ARA
SORULARLA İSLAMİYET / SUAL-CEVAB

Kâfire ücretle iş yapmak

Sual: Almanya’da çalışıyorum. Kilise’nin elektrik ve başka tamir işlerini yapmamız gerekiyor. Bir mahzuru var mıdır? Bir arkadaşım da, arabası ile meşrubat taşıyor, bazen de içki taşıttırıyorlar. İçki taşıması günah olur mu?
CEVAP
Kilise tamirinde çalışmak mekruh değildir. Çünkü, bu işin kendisi günah değildir. (Bezzaziyye)
İbni Âbidin hazretleri buyuruyor ki:
Ücret ile kâfirin şarabını taşımak, kilise tamir etmek ve hıristiyana zünnar [papaz kuşağı] gibi küfür alametlerini satmak imam-ı a’zama göre caizdir. (Redd-ül muhtar 5/251)

Sual
: Turistik bölgede dükkanım var. Hıristiyan turistler haç var mı diye sual ediyorlar. Onlara haç satmak caiz olur mu? Bir de, Hıristiyanlar, çok para veriyorlar, haç imal etmemi istiyorlar. Bize yaptırmasınlar diye çok para istedim, verelim dediler. Onlar için haç imal etmem caiz midir?
CEVAP
Haç, zünnar gibi küfür alametidir. Ancak bazı âlimlere göre satmak caizdir.
Caiz demek yapılması lazım demek değildir. İhtiyaç olmadan yapmamak daha iyi olur.

Sual:
Avrupa’da yaşıyoruz. Domuz çobanlığı yapmak caiz mi?
CEVAP
Gayri müslime ücretle domuz çobanlığı yapmak İmam-ı a’zam Ebu Hanife'ye göre caizdir, aldığı ücret helal olur. (Redd-ül Muhtar)

Sual:
Kâfirlerin yaptığı malları, ürettiği gıdaları, giysileri kullanmakta veya onlarla ticaret yapmakta bir sakınca var mı?
CEVAP
Hayır.

Gayrimüslime hizmet
Sual: Şimdi bir Müslümanın, Avrupa’ya gidip gayrimüslimlere hizmet etmesi caiz midir?
CEVAP
Gayrimüslimlerin ülkesinde kâfire ücretle hizmet etmek caizdir. İbni Abidin hazretleri buyuruyor ki:
Ücretle kâfirin şarabını taşımak, kilise tamir etmek ve Hıristiyana zünnar gibi küfür alametlerini satmak İmam-ı a’zama göre caizdir. Müslüman müşteriye, Mecusi mesti yapmak veya fâsık elbisesi dikmek mekruhtur; çünkü Mesusilere ve fâsıklara benzemeye sebep olmaktır. (Redd-ül-muhtar)

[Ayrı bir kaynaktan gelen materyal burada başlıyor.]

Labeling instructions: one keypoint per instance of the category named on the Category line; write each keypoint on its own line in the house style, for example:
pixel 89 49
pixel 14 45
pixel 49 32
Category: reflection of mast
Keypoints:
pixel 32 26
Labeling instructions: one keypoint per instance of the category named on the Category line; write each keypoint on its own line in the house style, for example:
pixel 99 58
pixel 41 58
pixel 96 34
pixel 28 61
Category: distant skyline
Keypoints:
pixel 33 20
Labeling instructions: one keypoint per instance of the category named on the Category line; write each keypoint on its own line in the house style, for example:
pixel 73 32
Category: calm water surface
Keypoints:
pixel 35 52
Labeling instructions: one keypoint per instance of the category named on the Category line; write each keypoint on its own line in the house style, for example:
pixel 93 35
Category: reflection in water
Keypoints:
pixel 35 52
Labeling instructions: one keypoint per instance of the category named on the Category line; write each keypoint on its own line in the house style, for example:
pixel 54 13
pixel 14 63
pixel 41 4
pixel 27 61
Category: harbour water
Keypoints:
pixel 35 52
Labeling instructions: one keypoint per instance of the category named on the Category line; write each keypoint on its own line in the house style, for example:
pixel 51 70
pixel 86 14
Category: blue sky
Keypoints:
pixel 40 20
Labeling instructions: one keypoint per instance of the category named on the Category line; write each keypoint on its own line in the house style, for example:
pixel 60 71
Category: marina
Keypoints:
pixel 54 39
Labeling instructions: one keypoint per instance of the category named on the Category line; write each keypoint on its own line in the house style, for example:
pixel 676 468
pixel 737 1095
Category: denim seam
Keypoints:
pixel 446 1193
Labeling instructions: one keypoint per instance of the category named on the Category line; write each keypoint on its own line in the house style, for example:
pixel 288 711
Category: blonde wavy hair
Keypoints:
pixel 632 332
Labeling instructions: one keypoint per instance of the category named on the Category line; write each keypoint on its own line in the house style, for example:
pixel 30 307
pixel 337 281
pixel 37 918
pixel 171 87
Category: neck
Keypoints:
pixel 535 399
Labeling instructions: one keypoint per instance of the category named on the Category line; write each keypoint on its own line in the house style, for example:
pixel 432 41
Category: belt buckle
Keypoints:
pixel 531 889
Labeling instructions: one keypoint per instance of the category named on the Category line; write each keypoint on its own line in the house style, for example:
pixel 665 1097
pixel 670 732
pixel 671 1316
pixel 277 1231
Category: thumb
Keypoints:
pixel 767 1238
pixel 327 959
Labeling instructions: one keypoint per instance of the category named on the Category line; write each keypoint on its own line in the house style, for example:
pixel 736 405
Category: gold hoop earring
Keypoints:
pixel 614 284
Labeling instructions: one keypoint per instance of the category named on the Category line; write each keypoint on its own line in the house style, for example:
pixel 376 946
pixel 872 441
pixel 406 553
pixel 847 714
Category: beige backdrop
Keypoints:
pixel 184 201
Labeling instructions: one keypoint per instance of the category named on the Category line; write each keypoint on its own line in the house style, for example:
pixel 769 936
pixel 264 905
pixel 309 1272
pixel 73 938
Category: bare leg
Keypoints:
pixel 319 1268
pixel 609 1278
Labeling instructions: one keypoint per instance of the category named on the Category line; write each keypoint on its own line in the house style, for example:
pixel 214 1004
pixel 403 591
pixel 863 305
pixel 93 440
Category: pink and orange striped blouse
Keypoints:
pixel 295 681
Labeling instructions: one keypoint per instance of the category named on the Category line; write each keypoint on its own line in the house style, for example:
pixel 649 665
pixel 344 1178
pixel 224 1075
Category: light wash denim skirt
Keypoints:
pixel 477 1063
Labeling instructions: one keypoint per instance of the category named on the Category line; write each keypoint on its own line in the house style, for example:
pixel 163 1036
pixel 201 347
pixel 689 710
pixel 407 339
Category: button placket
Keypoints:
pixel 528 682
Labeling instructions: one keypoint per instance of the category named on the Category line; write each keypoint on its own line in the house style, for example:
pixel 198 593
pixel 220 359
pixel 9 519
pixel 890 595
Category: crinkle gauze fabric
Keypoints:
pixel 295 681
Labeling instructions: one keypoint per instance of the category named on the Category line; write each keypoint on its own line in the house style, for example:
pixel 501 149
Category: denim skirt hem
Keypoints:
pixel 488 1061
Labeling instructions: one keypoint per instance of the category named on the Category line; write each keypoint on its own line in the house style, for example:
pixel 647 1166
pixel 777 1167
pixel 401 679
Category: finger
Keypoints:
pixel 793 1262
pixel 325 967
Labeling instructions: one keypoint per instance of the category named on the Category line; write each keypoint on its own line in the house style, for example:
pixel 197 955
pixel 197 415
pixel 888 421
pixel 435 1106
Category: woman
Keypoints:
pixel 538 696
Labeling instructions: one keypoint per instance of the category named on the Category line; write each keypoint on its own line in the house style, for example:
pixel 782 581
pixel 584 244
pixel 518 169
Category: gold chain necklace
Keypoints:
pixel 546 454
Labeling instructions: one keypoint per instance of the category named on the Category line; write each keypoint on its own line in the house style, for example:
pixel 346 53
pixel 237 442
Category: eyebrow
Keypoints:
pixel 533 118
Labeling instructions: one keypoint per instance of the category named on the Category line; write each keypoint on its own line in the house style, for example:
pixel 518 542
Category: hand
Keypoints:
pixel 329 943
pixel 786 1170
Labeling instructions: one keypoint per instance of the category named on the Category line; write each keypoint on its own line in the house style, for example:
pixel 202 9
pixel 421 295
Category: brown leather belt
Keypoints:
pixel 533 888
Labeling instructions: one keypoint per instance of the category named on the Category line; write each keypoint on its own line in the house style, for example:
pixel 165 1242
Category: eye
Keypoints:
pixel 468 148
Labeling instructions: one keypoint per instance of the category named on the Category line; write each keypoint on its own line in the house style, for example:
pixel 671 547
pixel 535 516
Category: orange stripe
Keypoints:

Hiçbir dinde, kâfir ülkesinde çalışmak ve kâfire hizmet yasak değildi. Dinimizde de böyle bir yasak yoktur. Şimdiki Müslümanların, Avrupa’ya çalışmaya gitmesi gibi, Mekke Müslümanları da, Habeşistan’a hicret etmişler, orada gayrimüslimlerin işlerinde çalışmışlardı.

Hazret-i Yusuf, peygamber olduğu halde, kulların sıkıntıda olduğunu görüp, kâfir reisten vazife istedi. Böylece insanlara hizmet etti. O halde, kullara hizmet edeceğini bilen ve bunu kendinden başka yapacak kimsenin bulunmadığını gören kimsenin, bu vazifeye bir zalimin geçmesini önlemek ve Müslümanlara hizmet etmek için, gayrimüslim olan âmirden bile vazife istemesinde, imamlık, müftülük, vaizlik, öğretmenlik gibi devlet memurluğunu talep etmesinde mahzur yoktur. Bir iyilik yapamasa da, hiç olmazsa Müslümanların zararına çalışmayı önlemek de, ibadet olur. Geçerli bir mazereti olmadıkça, vazifeden istifa etmek de, bunun için caiz değildir. (S. Ebediyye)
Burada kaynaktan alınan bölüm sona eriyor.